Yeah. And regarding the HERE impairment, that testing really was a result of this adjustment in strategy, as discussed earlier, and clearly, it has no relation to any of our business portfolio type of thinkings.
Very good. Thank you, Kai. Stephanie, we'll take our last question for today.
Your last question comes on the line of Richard Kramer with Arete. Your line is open.
Thanks very much, guys. With HERE, the missing piece seems to be talking about the economics of deals like Samsung, Yahoo, or Amazon as an indirect route to consumers. Are these deals scaling with the volume of devices or usage? Are they one-off software license sales? And can you shed some light on how you might package assets like HERE with IPR in the N.T. business for the connected car market? And one last question that hasn't been touched upon. You've spoken in the past about how the value of the Nokia brand as a key component of AT. Can you shed some light on how you might monetize that asset? Again, will it be a one-off software license fee? Will it be something that scales with volume? Just give us a sense of the economics of these sorts of deals. Thanks.
Okay. Well, there was quite a bit. Thanks, Richard. First of all, if we look at these deals which we have with different internet players, there are different kinds of deals. We would like to have deals which are volume-dependent in some cases, but in some cases, actually, of course, depending on how you see the business situation and the partnership, it would be good to have a deal which is more like a fixed type of fee. We have both kinds of deals at the moment there. Then packaging the IPR with N.T. and auto, I don't think we really look at it in this way. So here is a separate business which is serving its automotive customers.
And of course, when you have a customer, by definition, when that customer uses your product, they also will need to be able to trust that they get the IP to use the product. So that would be my view on that question. And finally, on brand, we have not really spoken about anything else that we have looked at different business models, what other people have been using on brand. And we will, of course, carefully assess what would be the best way for us to maximize the value of the Nokia brand, also taking into account that we are in a lockup period still in the Microsoft transaction regarding our possibility to use the brand. And we have recognized that Nokia brand is the most valuable from recognition perspective in the area of mobile phones and mobile devices, and there we cannot go yet at the moment.
Okay. So thank you, Richard. And with that, I'd like to turn the call back over to Rajeev for some closing remarks.

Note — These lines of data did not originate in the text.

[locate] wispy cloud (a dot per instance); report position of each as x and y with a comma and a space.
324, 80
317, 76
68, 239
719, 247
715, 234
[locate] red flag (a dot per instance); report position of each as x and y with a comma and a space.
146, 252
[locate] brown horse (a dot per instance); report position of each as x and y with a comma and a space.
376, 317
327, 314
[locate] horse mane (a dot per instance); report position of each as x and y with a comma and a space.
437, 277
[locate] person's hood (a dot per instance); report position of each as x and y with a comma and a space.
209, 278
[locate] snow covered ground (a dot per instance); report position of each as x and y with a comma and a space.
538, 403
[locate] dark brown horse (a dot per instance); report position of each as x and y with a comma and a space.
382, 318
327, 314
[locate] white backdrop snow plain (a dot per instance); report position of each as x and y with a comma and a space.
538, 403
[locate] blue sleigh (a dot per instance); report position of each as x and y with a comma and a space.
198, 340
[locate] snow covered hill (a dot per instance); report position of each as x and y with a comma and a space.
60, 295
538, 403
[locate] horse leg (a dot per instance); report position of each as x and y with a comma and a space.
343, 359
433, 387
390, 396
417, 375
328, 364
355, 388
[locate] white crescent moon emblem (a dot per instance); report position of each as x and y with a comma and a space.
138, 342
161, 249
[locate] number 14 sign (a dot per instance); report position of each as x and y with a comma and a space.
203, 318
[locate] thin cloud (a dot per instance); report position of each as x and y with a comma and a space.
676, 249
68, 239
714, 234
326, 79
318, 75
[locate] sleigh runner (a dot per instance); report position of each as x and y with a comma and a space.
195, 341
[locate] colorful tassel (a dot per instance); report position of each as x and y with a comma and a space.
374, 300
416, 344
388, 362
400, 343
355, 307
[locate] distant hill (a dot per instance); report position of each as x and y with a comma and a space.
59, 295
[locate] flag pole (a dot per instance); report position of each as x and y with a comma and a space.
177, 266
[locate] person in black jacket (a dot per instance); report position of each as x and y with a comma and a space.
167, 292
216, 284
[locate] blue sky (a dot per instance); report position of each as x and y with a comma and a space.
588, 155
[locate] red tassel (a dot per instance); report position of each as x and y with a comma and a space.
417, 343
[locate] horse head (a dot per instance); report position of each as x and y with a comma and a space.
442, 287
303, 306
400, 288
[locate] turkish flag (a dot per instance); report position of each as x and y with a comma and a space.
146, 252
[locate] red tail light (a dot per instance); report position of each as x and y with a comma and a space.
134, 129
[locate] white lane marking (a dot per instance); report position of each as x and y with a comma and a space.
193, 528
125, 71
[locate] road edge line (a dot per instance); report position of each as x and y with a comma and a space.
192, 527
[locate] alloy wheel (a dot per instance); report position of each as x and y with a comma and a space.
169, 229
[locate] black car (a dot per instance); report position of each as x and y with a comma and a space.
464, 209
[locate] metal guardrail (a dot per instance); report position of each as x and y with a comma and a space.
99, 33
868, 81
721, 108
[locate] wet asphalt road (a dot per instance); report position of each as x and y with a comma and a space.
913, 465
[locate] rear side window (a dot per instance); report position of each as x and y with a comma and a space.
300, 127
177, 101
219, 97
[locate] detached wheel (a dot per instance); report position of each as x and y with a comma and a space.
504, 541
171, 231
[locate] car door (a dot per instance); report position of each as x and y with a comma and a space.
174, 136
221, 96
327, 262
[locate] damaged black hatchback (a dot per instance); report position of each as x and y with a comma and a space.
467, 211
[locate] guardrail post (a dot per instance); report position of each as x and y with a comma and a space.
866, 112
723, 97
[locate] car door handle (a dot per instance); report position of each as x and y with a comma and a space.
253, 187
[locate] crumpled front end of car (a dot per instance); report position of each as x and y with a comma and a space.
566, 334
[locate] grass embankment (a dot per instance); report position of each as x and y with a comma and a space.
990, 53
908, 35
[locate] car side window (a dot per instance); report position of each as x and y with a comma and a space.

Thanks, Matt. And Timo, and thanks again to all of you for joining. I would like to close by reiterating three points. First, Nokia's performance in Q3 was very good, with Networks really firing on all cylinders. Second, we saw some strength in the quarter that was unique to the quarter, so please keep things in perspective. Third, I look forward to seeing you all at the Capital Markets Day on November 14th. So see you later.
Yeah. See you there. Ladies and gentlemen, this concludes our conference call. I would like to remind you that during the conference call today, we will have made a number of forward-looking statements that involve risk and uncertainties. Actual results may therefore differ materially from the results currently expected. Factors that could cause such differences can be both external, such as general economic and industry conditions, as well as internal operating factors. We have identified these in more detail in the risk factor section of our 20-F for 2013 and in our interim report issued today. Thank you.
This concludes today's conference call. You may now.